By starting JESA, the ESA wishes to encourage the timely replication of important new findings and the publication of null results. The decision whether to publish such studies will depend on the appropriateness of the experimental design, the power to detect significant effects and its added value; i.e., simply finding a null result or replicating a study does not automatically guarantee publication at JESA. Authors need to motivate why their paper is interesting enough to warrant publication. In any case, the decision to publish a replication will not depend on the findings of the study.
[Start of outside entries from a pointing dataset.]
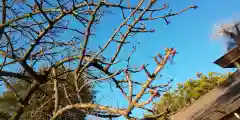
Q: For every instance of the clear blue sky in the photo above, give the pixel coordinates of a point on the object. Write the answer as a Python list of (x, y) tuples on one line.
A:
[(190, 33)]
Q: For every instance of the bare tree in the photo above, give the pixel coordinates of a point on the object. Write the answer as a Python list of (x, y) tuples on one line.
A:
[(34, 33)]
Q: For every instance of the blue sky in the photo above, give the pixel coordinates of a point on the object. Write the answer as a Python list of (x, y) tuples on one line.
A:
[(190, 33)]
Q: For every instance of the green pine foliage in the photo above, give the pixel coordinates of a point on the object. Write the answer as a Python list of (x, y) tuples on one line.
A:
[(186, 93)]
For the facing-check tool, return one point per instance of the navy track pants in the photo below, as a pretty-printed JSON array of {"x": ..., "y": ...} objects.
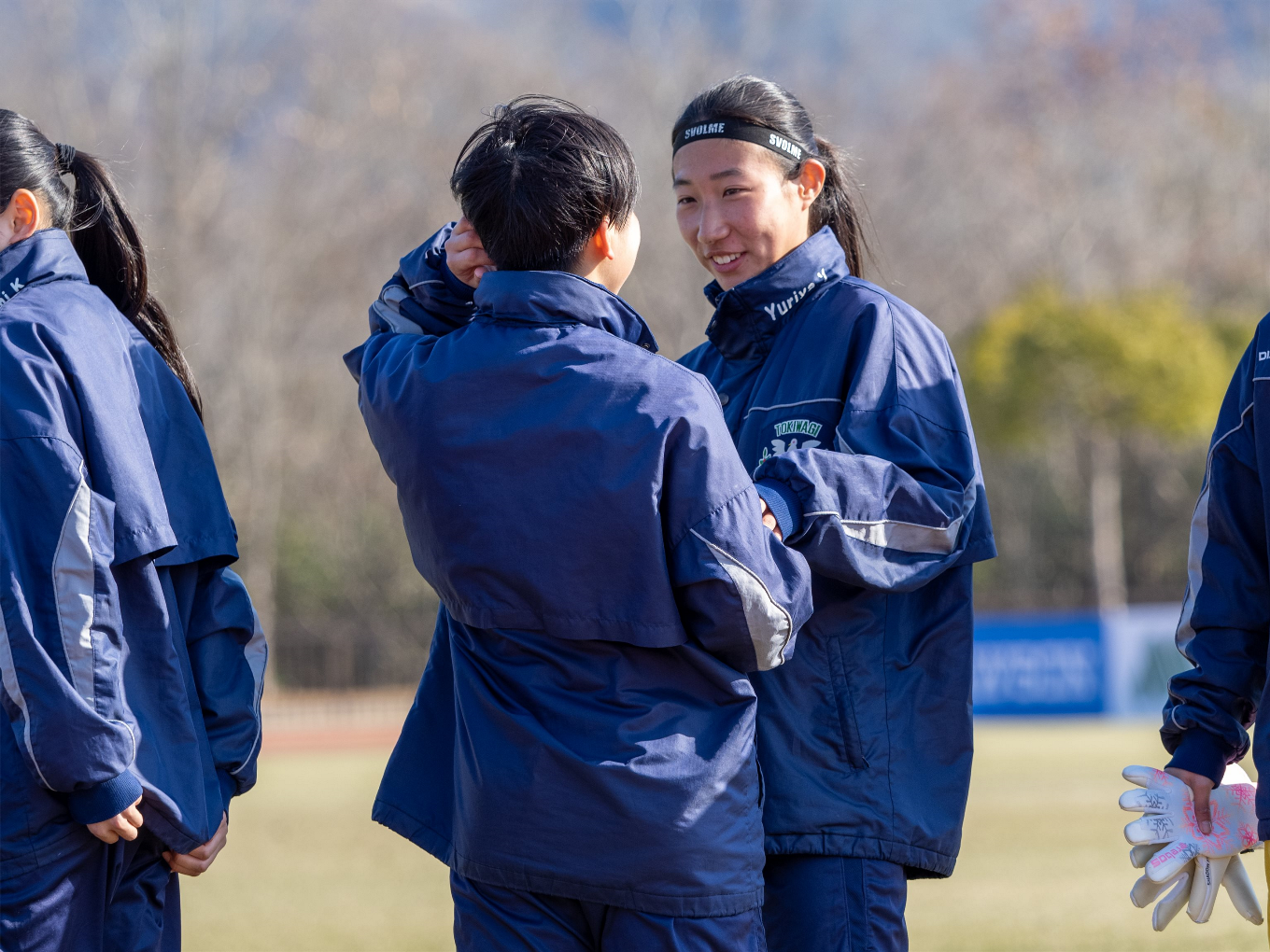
[
  {"x": 835, "y": 904},
  {"x": 496, "y": 919},
  {"x": 88, "y": 896}
]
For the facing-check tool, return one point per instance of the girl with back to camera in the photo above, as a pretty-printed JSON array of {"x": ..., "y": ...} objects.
[
  {"x": 846, "y": 406},
  {"x": 131, "y": 659}
]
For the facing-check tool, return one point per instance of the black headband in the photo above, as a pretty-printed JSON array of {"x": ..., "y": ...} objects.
[
  {"x": 63, "y": 156},
  {"x": 746, "y": 133}
]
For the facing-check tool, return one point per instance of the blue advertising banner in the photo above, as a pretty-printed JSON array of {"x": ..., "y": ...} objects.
[{"x": 1039, "y": 664}]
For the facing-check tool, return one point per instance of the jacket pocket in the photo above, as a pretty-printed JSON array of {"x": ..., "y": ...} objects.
[{"x": 846, "y": 704}]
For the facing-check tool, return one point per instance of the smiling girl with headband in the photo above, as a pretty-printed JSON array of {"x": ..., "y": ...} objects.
[{"x": 846, "y": 406}]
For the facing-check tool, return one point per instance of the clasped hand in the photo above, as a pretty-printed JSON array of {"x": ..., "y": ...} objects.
[{"x": 129, "y": 822}]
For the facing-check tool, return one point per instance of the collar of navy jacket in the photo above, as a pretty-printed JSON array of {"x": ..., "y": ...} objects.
[
  {"x": 560, "y": 297},
  {"x": 48, "y": 256},
  {"x": 748, "y": 316}
]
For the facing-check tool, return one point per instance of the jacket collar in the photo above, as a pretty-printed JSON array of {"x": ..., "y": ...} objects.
[
  {"x": 560, "y": 297},
  {"x": 748, "y": 316},
  {"x": 46, "y": 256}
]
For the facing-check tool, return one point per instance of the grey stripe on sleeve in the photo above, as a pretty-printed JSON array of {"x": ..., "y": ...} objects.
[
  {"x": 257, "y": 652},
  {"x": 902, "y": 536},
  {"x": 9, "y": 677},
  {"x": 769, "y": 623},
  {"x": 388, "y": 310},
  {"x": 74, "y": 587}
]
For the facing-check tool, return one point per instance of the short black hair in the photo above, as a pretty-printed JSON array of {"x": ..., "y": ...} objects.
[{"x": 539, "y": 178}]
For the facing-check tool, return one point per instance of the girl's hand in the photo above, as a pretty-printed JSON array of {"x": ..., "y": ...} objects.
[
  {"x": 124, "y": 825},
  {"x": 197, "y": 861},
  {"x": 465, "y": 254},
  {"x": 1202, "y": 789}
]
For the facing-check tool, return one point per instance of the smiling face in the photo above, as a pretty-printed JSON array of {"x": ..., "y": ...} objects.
[{"x": 737, "y": 210}]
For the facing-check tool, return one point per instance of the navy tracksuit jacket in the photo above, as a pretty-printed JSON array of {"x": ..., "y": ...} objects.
[
  {"x": 130, "y": 655},
  {"x": 585, "y": 726},
  {"x": 846, "y": 406},
  {"x": 1226, "y": 613}
]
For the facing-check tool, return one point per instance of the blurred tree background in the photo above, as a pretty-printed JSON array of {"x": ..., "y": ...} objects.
[{"x": 1076, "y": 192}]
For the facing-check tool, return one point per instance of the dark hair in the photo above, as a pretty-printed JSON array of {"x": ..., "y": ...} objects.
[
  {"x": 539, "y": 178},
  {"x": 764, "y": 103},
  {"x": 97, "y": 219}
]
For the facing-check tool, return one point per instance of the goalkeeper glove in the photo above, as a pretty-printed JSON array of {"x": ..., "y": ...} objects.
[{"x": 1170, "y": 820}]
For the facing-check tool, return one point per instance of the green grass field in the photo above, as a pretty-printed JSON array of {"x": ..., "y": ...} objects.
[{"x": 1044, "y": 864}]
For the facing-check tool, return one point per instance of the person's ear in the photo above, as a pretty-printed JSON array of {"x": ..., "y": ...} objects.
[
  {"x": 602, "y": 243},
  {"x": 24, "y": 215},
  {"x": 811, "y": 182}
]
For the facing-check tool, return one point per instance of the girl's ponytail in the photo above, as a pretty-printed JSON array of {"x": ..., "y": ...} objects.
[
  {"x": 101, "y": 229},
  {"x": 840, "y": 204},
  {"x": 765, "y": 103},
  {"x": 109, "y": 246}
]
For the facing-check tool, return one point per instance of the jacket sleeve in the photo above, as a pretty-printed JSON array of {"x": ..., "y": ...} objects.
[
  {"x": 61, "y": 651},
  {"x": 228, "y": 655},
  {"x": 1226, "y": 613},
  {"x": 423, "y": 297},
  {"x": 741, "y": 593},
  {"x": 895, "y": 501}
]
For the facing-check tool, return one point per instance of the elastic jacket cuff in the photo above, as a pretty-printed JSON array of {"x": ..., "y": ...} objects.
[
  {"x": 783, "y": 503},
  {"x": 105, "y": 800},
  {"x": 229, "y": 789},
  {"x": 1199, "y": 751}
]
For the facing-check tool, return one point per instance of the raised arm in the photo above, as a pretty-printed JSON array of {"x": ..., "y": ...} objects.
[{"x": 423, "y": 297}]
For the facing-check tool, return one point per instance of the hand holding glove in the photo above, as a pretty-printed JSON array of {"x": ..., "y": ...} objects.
[
  {"x": 1170, "y": 819},
  {"x": 1196, "y": 881}
]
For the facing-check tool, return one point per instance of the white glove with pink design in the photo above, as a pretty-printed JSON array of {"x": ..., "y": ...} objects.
[{"x": 1175, "y": 853}]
Our belief as editors is that economic experiments need replication to better inform theory and policy.

Footnotes

1 At the same time, the number of papers submitted to Experimental Economics (EXEC)—the companion journal to JESA—had almost the identical number of submissions as in each of the previous 2 years, suggesting that the submissions to JESA represent a net increase in submissions to the journals of the Economic Science Association.
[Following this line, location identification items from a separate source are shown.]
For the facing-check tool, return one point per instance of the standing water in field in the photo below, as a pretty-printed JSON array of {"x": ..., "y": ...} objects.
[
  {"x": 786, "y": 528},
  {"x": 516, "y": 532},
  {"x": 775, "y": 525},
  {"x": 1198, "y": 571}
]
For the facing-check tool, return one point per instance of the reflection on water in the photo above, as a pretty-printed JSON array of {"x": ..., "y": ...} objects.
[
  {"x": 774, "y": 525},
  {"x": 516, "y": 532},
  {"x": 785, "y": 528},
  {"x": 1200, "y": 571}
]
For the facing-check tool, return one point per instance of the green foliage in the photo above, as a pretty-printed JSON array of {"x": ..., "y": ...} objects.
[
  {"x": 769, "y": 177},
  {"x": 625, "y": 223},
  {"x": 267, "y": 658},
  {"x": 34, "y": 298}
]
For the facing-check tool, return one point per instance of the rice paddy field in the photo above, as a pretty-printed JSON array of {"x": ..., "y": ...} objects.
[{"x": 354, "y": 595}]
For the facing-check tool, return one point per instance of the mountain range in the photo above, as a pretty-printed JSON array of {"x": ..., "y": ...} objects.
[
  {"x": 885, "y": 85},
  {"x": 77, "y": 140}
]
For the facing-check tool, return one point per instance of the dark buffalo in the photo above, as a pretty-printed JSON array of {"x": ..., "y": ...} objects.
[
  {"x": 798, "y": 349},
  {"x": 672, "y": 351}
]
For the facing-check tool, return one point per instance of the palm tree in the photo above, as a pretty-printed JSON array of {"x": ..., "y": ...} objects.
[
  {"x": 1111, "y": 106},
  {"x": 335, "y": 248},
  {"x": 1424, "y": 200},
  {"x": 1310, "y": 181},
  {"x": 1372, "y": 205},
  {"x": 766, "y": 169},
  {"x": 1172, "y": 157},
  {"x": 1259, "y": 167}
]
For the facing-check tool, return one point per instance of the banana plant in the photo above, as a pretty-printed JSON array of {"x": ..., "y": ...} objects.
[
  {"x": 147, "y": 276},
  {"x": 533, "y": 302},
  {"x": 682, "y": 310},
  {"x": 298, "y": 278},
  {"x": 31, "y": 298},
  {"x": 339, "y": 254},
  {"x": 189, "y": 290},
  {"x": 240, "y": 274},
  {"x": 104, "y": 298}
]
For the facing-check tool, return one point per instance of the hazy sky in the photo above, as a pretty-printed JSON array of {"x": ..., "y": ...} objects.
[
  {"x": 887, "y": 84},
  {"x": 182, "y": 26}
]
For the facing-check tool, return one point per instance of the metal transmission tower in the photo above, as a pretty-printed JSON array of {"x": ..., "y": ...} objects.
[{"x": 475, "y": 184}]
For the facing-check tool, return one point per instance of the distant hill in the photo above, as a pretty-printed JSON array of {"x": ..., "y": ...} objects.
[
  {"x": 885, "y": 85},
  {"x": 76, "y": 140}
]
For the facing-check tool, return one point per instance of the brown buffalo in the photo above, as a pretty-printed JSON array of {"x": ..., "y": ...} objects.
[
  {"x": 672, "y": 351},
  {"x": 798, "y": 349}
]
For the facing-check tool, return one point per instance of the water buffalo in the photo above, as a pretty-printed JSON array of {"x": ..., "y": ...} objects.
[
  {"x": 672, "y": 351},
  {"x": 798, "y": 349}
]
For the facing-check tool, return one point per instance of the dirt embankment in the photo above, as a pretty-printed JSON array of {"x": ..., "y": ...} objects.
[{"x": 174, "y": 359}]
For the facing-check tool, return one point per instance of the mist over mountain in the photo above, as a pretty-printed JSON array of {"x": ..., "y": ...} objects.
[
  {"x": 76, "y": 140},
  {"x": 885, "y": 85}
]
2 We greatly appreciate the wonderful collaboration with the current editors of EXEC—David Cooper and Charles Noussair—who have repeatedly helped identify papers that may be better fits for JESA than for EXEC.

3 If result X does not hold in the replicating environment because some things in the replicating and original environments are different, then we may interpret the outcome of the “replicating” study as providing information about the boundary conditions for the generalizability of X rather than necessarily concluding it was a failed replication.

4 For instance, as mentioned, the convention to replicate a past result in the baseline condition of a study means many replications occur already. Further, incentives to conduct stand-alone replications may be insufficient if researchers believe journals are reluctant to publish them or they would not be cited well.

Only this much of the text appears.